Papers can be submitted to one of the following tracks:

  • IPAW:
    Authors are invited to submit original research work to the IPAW track. This track solicits full research papers that describe mature, high-quality research on the topics of interest of the ProvenanceWeek. The title of submissions to IPAW must begin with "IPAW:".

  • TaPP:
    We invite innovative and creative contributions, including papers outlining new challenges for provenance research, promising formal approaches to provenance, experiments, and visionary (and possibly risky) ideas. The title of submissions to TaPP must begin with "TAPP:".

    In addition to regular research papers, we also encourage submissions of thefollowing flavors:

    • Short papers (up to 4 pages, including references) that would typically include work in progress or visionary ideas that are not yet fully developed, but have the potential to lead to cutting-edge research.
    • Application papers (up to 6 pages, including references) focusing on innovative applications and uses of provenance.
  • “Best of the Rest”
    As ProvenanceWeek is meant to bring together the provenance community, which is now established and publishing in conferences and journals across computational domains, the Theory and Practice of Provenance (TaPP) is forming a “Best of the Rest” category.
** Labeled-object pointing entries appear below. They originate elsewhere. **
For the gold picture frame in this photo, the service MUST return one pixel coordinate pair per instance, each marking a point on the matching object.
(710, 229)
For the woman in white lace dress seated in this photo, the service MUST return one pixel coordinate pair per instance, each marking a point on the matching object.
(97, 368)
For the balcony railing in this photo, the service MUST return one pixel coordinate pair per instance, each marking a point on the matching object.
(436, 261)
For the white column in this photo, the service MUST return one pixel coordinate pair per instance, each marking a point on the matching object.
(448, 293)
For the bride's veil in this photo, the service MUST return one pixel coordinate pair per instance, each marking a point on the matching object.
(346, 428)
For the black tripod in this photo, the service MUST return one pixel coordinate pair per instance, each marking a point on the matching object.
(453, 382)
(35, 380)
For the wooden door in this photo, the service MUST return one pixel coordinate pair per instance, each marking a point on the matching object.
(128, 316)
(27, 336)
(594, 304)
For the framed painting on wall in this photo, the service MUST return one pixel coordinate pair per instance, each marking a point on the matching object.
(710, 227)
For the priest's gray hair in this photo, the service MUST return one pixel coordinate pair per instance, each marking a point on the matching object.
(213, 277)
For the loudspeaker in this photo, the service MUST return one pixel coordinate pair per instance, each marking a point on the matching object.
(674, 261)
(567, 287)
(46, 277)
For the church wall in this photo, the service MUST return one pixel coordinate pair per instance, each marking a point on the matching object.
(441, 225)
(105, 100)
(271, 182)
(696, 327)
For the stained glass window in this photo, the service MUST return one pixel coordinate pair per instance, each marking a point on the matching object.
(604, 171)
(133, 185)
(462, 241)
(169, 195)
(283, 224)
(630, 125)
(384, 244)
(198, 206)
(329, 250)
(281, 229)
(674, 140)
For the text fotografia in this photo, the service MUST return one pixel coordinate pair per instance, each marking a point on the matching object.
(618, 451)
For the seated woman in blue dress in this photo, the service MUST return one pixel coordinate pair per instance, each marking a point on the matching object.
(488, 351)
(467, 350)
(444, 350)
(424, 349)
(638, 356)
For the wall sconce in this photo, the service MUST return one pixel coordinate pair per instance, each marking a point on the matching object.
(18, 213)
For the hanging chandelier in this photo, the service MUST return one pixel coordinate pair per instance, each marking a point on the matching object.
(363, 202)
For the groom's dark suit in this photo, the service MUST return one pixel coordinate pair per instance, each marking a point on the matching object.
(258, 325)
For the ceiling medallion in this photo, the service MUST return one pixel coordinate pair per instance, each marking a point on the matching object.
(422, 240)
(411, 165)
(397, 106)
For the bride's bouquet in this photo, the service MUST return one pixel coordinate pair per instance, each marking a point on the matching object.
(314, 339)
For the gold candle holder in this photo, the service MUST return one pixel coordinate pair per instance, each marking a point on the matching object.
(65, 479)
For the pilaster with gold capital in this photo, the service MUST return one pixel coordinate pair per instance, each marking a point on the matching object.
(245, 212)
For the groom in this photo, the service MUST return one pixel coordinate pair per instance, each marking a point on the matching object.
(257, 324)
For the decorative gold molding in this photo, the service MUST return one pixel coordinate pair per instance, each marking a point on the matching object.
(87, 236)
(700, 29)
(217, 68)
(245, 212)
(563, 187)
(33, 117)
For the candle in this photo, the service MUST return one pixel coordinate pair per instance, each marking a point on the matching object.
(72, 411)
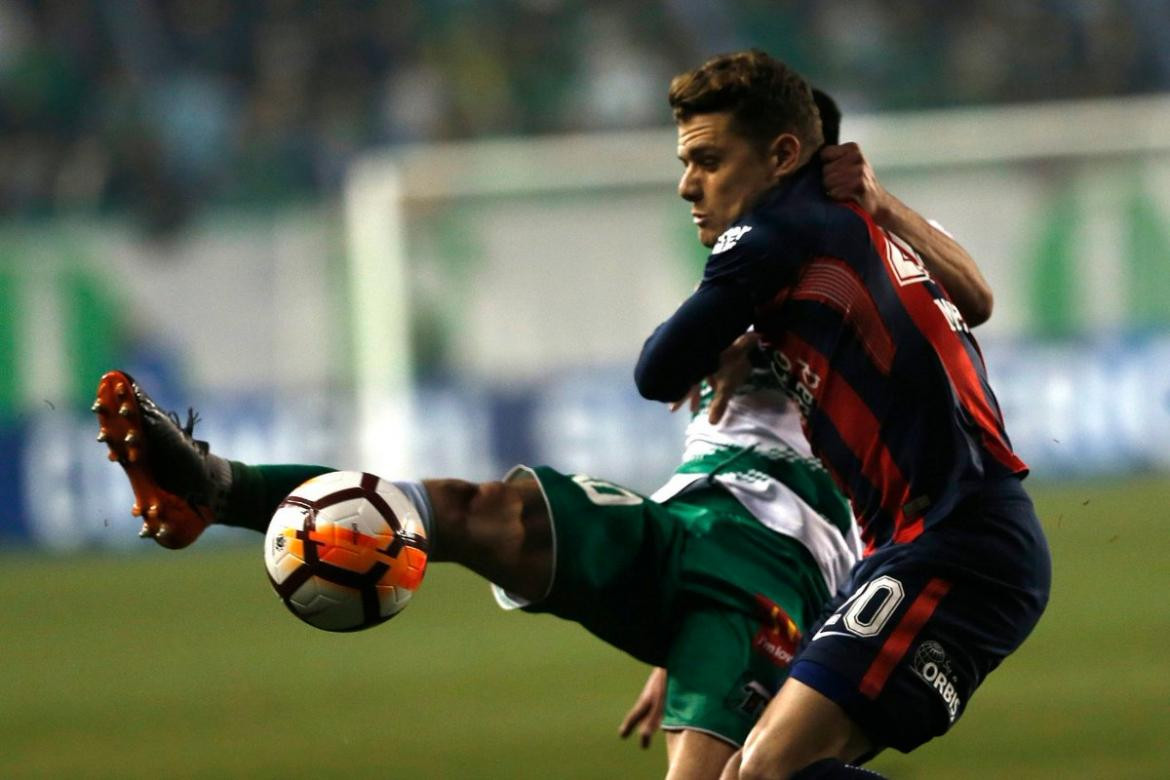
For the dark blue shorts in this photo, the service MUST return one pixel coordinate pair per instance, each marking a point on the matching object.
(922, 623)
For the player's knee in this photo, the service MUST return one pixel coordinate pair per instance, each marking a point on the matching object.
(773, 759)
(475, 519)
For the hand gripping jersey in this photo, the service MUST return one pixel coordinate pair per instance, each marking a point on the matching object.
(888, 380)
(758, 454)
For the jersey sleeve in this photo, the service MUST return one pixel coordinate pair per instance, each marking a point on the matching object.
(748, 264)
(687, 346)
(759, 256)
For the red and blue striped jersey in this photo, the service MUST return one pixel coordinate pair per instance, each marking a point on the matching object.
(890, 384)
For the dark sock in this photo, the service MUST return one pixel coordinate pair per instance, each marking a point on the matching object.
(831, 768)
(257, 490)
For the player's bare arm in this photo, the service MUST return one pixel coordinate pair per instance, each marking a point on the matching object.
(646, 715)
(848, 175)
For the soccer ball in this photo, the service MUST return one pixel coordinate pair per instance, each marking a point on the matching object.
(345, 551)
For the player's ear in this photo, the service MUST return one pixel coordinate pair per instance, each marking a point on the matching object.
(784, 154)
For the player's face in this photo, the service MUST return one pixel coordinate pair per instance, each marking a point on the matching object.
(723, 172)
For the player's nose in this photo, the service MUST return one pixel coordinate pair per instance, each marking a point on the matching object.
(689, 187)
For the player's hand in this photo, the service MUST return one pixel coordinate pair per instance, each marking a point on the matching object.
(646, 715)
(690, 399)
(848, 175)
(735, 365)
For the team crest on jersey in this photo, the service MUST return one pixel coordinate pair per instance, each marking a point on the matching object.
(730, 237)
(904, 262)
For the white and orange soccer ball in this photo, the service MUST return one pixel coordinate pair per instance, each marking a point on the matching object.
(345, 551)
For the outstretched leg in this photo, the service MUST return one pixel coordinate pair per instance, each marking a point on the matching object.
(499, 530)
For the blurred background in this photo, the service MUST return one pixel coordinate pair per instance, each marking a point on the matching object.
(428, 239)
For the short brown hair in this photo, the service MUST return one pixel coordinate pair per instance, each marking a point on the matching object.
(764, 96)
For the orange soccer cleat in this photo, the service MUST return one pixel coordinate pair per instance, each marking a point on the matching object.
(177, 482)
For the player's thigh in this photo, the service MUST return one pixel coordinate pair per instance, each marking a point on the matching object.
(799, 726)
(723, 668)
(695, 756)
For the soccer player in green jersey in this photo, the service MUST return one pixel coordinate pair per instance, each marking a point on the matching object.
(711, 579)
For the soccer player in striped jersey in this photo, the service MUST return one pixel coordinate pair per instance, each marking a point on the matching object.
(895, 402)
(715, 577)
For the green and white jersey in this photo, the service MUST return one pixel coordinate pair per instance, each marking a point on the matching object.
(759, 454)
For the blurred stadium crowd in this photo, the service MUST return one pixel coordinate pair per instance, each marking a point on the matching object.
(158, 108)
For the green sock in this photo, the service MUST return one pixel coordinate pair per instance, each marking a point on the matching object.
(257, 490)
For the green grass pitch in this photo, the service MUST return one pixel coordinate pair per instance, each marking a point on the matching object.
(184, 664)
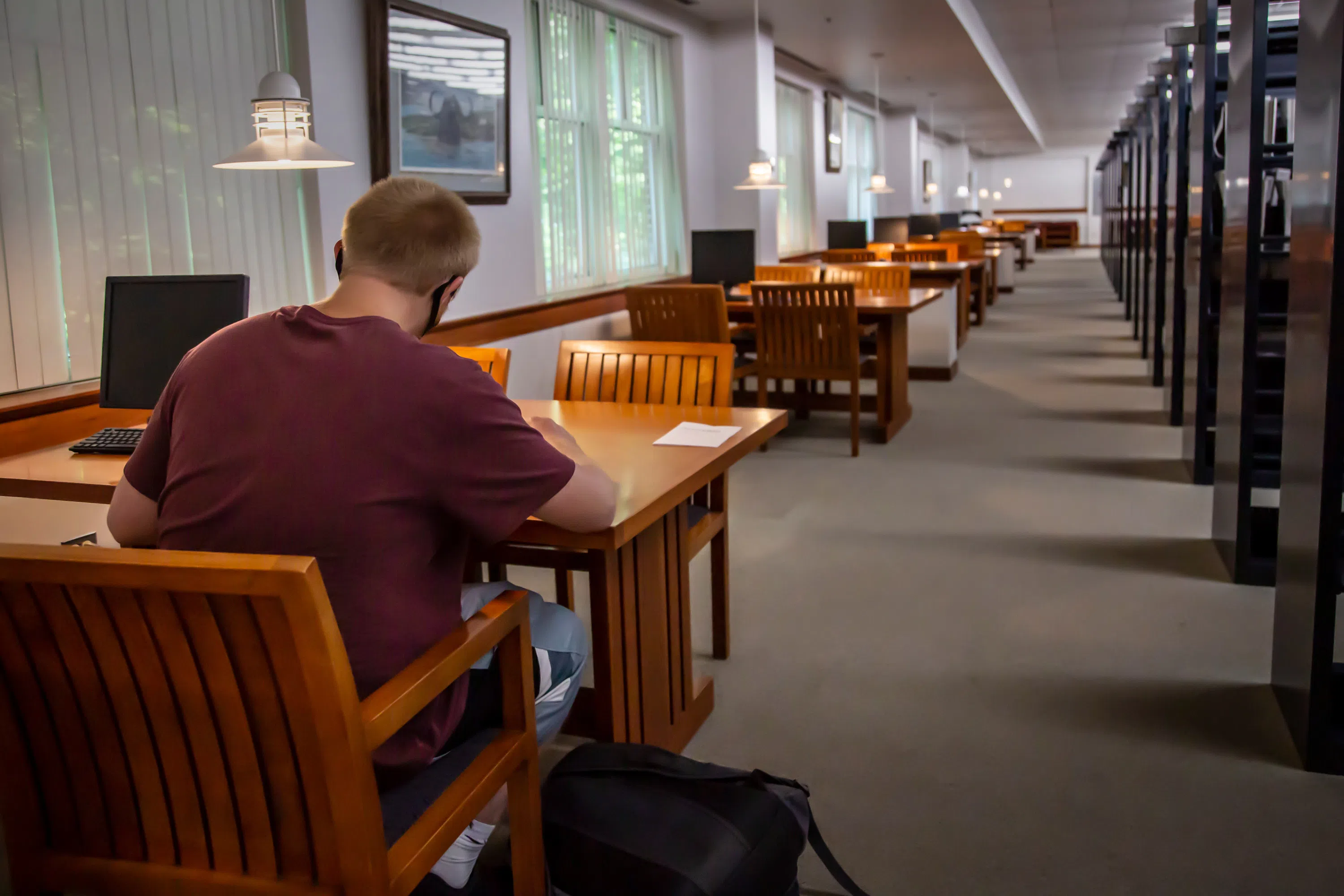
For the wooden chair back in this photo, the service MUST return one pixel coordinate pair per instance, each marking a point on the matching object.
(492, 361)
(807, 331)
(678, 314)
(887, 279)
(849, 256)
(631, 373)
(187, 723)
(789, 273)
(971, 244)
(928, 253)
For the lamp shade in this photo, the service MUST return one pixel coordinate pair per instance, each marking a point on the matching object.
(760, 174)
(283, 120)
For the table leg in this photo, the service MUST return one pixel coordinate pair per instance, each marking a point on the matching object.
(644, 689)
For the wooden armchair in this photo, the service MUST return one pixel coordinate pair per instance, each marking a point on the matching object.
(187, 723)
(789, 273)
(887, 279)
(849, 256)
(492, 361)
(682, 314)
(808, 332)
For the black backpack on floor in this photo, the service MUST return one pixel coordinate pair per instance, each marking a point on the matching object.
(631, 818)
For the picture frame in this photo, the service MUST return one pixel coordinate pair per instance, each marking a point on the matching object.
(439, 99)
(835, 132)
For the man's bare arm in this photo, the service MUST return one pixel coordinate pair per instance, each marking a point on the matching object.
(132, 519)
(588, 500)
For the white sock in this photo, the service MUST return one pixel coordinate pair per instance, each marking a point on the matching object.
(455, 867)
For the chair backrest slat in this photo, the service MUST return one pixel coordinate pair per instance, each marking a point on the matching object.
(183, 711)
(877, 277)
(678, 314)
(643, 373)
(492, 361)
(849, 256)
(806, 330)
(789, 273)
If you have had a provenance-paper accepted to a conference or journal in 2022 thru February 2023, we invite you to submit the abstract to TaPP. We will invite the “Best of the Rest” to present their work at TaPP to widen the conversation.

    Submit the abstract and original publication venue and date of the previously published work. The title of the abstract must begin with "BEST:".

We also encourage the presentation of ongoing work as posters or demonstrations. Proposals for posters or demonstrations should be formatted and submitted as described above, with the following additional restrictions:

  • Demonstrations:
    Using no more than 4 pages, describe the context and highlights of the proposed demonstration, including a brief description of the demonstration scenario. The title of the proposal must begin with "DEMO:".
  • Posters:
    Submit a 1-page abstract of the poster. The title of the abstract must begin with "POSTER:".